Lt. McCray said employees appreciate that the city is delaying the mandate until full FDA approval and allowing for medical and religious belief exemptions. But she said there are questions about employees’ personal medical information security and how the city would handle those granted exemptions — would they have to always wear masks and be regularly tested for COVID-19?

Service Employees International Union 1021, representing 20,000 city workers, said that while it encourages employees to get vaccinated, it opposes a “threatening mandate.” SEIU 1021 San Francisco Regional Vice President Theresa Rutherford said the history of “unethical experimentation” experienced by Black Americans and other people of color have created “real fears” that should be respected.

Sandra L. Rappaport, an employment attorney with the Hanson Bridgett law firm in San Francisco, said employees who don’t want to be vaccinated may have little recourse if their employer requires it.

“I don’t believe this is the first governmental employer to require vaccinations,” Rappaport said. “Certainly public hospitals have required staff to be vaccinated against certain illnesses for some time. Unless an employee has a disability or religious belief that prevents them from being vaccinated, an employer has no obligation to provide accommodation to an employee who doesn’t wish to be vaccinated.”

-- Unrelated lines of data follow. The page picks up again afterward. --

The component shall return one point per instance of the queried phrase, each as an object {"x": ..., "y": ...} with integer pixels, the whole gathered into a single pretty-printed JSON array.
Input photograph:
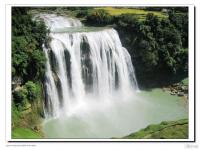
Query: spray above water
[{"x": 83, "y": 66}]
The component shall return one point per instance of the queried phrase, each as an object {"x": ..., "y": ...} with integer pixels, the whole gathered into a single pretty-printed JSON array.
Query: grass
[
  {"x": 185, "y": 82},
  {"x": 164, "y": 130},
  {"x": 24, "y": 133},
  {"x": 138, "y": 12}
]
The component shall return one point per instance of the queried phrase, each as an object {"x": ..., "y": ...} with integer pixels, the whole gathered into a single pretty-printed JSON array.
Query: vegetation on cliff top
[
  {"x": 164, "y": 130},
  {"x": 28, "y": 68}
]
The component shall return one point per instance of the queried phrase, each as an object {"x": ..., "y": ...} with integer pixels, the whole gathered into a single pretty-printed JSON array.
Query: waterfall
[{"x": 81, "y": 65}]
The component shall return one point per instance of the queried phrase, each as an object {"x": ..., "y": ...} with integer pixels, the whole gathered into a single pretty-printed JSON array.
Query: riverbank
[{"x": 164, "y": 130}]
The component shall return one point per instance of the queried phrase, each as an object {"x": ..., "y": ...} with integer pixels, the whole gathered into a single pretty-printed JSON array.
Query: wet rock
[{"x": 180, "y": 94}]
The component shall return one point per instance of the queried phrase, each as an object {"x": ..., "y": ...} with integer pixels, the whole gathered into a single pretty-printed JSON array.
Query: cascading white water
[{"x": 81, "y": 65}]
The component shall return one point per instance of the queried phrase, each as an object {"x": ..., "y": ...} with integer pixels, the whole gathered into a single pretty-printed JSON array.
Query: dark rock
[{"x": 180, "y": 94}]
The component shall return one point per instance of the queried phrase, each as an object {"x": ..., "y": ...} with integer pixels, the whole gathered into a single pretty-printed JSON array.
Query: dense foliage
[
  {"x": 158, "y": 46},
  {"x": 28, "y": 60},
  {"x": 28, "y": 67}
]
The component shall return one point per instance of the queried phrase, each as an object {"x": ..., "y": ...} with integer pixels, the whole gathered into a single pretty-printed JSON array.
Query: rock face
[
  {"x": 164, "y": 130},
  {"x": 177, "y": 89}
]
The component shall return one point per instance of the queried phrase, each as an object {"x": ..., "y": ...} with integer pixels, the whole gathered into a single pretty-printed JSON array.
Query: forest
[{"x": 156, "y": 40}]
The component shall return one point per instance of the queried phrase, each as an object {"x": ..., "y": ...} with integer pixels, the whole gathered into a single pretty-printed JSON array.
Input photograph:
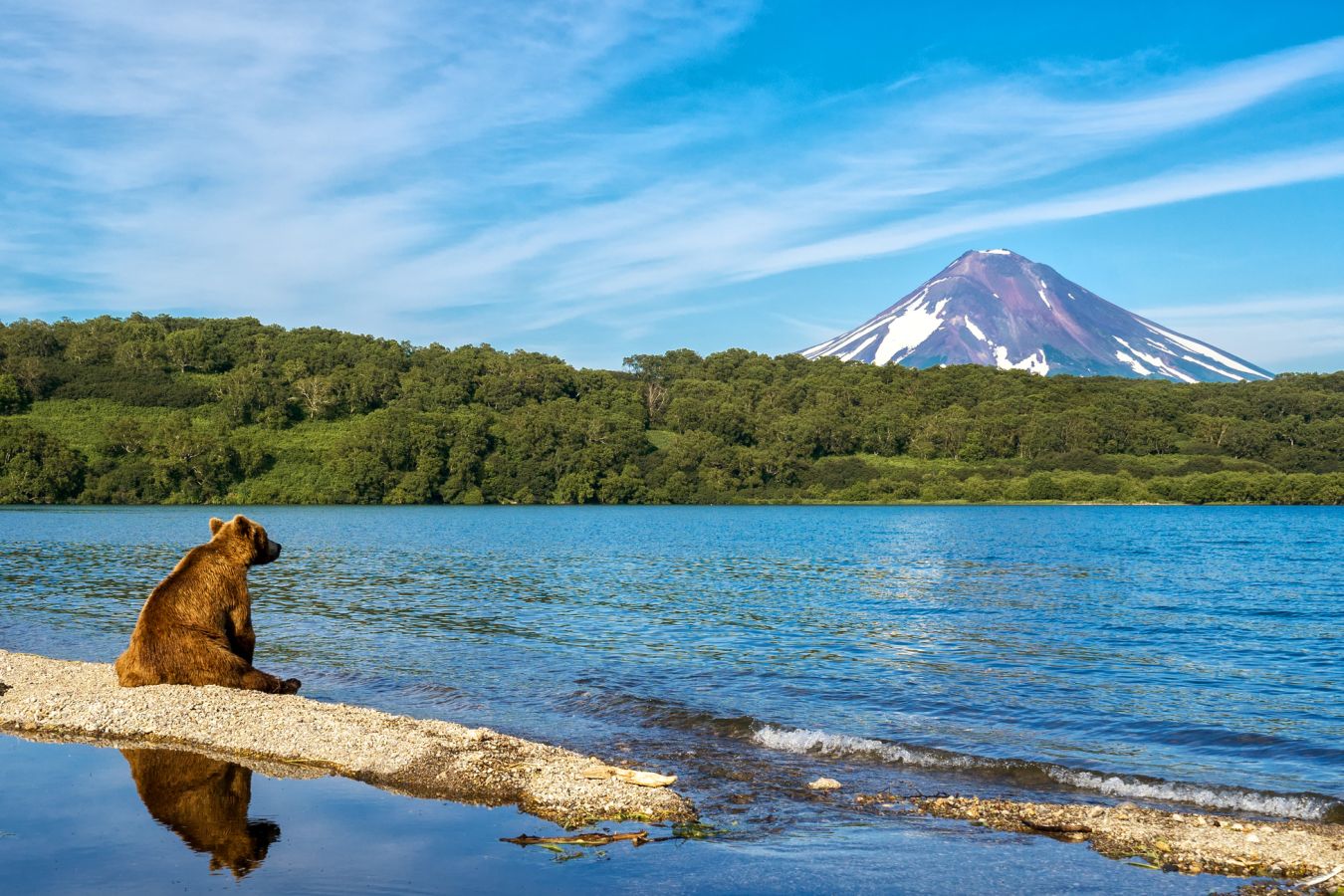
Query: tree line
[{"x": 203, "y": 410}]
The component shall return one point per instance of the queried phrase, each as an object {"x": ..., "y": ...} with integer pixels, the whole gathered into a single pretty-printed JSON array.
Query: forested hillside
[{"x": 188, "y": 410}]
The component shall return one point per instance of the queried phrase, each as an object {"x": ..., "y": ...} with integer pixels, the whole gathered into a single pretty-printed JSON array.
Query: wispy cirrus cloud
[{"x": 510, "y": 168}]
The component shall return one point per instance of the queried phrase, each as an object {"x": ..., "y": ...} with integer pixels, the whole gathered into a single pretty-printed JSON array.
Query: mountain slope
[{"x": 1001, "y": 310}]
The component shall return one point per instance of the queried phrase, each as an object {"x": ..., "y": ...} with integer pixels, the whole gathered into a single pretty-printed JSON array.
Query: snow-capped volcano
[{"x": 997, "y": 308}]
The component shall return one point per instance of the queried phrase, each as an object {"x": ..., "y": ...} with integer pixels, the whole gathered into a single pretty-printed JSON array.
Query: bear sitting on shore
[{"x": 195, "y": 629}]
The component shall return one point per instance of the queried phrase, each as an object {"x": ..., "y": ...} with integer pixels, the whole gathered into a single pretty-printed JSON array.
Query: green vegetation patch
[{"x": 202, "y": 410}]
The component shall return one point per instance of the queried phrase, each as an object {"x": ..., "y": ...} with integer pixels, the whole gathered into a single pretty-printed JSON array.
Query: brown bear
[
  {"x": 195, "y": 629},
  {"x": 203, "y": 800}
]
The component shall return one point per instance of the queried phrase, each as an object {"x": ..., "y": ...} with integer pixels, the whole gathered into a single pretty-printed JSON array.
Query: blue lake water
[{"x": 1153, "y": 653}]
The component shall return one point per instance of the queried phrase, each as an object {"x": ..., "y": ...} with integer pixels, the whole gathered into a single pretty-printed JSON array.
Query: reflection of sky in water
[
  {"x": 72, "y": 821},
  {"x": 1195, "y": 644}
]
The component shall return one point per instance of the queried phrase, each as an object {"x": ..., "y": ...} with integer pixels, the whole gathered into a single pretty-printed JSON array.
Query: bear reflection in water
[{"x": 203, "y": 800}]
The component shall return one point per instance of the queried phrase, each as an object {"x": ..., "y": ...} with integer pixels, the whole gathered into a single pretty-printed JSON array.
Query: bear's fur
[
  {"x": 195, "y": 629},
  {"x": 203, "y": 800}
]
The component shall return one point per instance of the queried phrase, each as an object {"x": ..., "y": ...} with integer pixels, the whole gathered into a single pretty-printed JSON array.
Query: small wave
[{"x": 820, "y": 743}]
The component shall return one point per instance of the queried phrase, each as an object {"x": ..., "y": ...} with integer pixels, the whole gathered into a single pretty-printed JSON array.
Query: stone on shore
[{"x": 1189, "y": 842}]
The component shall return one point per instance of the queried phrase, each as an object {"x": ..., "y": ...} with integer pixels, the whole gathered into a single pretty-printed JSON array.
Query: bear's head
[{"x": 254, "y": 541}]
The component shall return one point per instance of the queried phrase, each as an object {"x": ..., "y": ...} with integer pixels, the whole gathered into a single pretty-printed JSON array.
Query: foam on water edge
[{"x": 820, "y": 743}]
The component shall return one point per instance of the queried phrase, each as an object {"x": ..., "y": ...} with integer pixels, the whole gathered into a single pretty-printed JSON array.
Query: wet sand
[{"x": 54, "y": 699}]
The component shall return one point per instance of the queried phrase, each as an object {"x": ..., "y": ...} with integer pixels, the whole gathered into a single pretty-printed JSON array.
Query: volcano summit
[{"x": 1001, "y": 310}]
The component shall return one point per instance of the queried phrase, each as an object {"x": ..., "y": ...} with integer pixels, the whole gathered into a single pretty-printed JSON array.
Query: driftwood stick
[{"x": 1324, "y": 877}]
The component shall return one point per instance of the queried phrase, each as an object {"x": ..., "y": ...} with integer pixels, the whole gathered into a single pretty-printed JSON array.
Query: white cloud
[
  {"x": 369, "y": 165},
  {"x": 1278, "y": 332}
]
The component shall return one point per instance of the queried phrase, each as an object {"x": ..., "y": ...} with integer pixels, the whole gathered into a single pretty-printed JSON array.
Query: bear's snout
[{"x": 272, "y": 553}]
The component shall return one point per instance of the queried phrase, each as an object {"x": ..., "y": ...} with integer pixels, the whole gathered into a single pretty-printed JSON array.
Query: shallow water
[
  {"x": 83, "y": 819},
  {"x": 1151, "y": 653}
]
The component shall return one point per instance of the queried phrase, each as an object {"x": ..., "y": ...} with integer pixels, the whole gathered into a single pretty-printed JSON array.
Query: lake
[{"x": 1175, "y": 654}]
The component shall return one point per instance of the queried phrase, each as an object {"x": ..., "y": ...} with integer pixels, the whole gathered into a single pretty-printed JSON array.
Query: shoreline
[
  {"x": 1191, "y": 842},
  {"x": 296, "y": 737},
  {"x": 293, "y": 737}
]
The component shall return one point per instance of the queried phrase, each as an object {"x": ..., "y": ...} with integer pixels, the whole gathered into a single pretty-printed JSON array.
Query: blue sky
[{"x": 595, "y": 179}]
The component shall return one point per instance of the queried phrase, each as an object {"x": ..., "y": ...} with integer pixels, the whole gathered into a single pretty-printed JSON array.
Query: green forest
[{"x": 177, "y": 410}]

Employers don’t seem to face much liability risk either for making workers get vaccinated or for an ill employee infecting others, Rappaport said. Workers compensation would cover an employee who suffers treatment costs for a vaccine side effect, and “the likelihood that someone could prove their illness was contracted from a specific city worker who was not vaccinated seems pretty slim,” she said.

But Robbins said even if employers can mandate vaccination, that doesn’t mean they should.

“Part of the reason employers are not jumping on this bandwagon is they have the same sensitivity I do — is it appropriate?” Robbins said. “At what point does an employer have the ability to control a worker’s personal decisions about their own body, even if good for them?”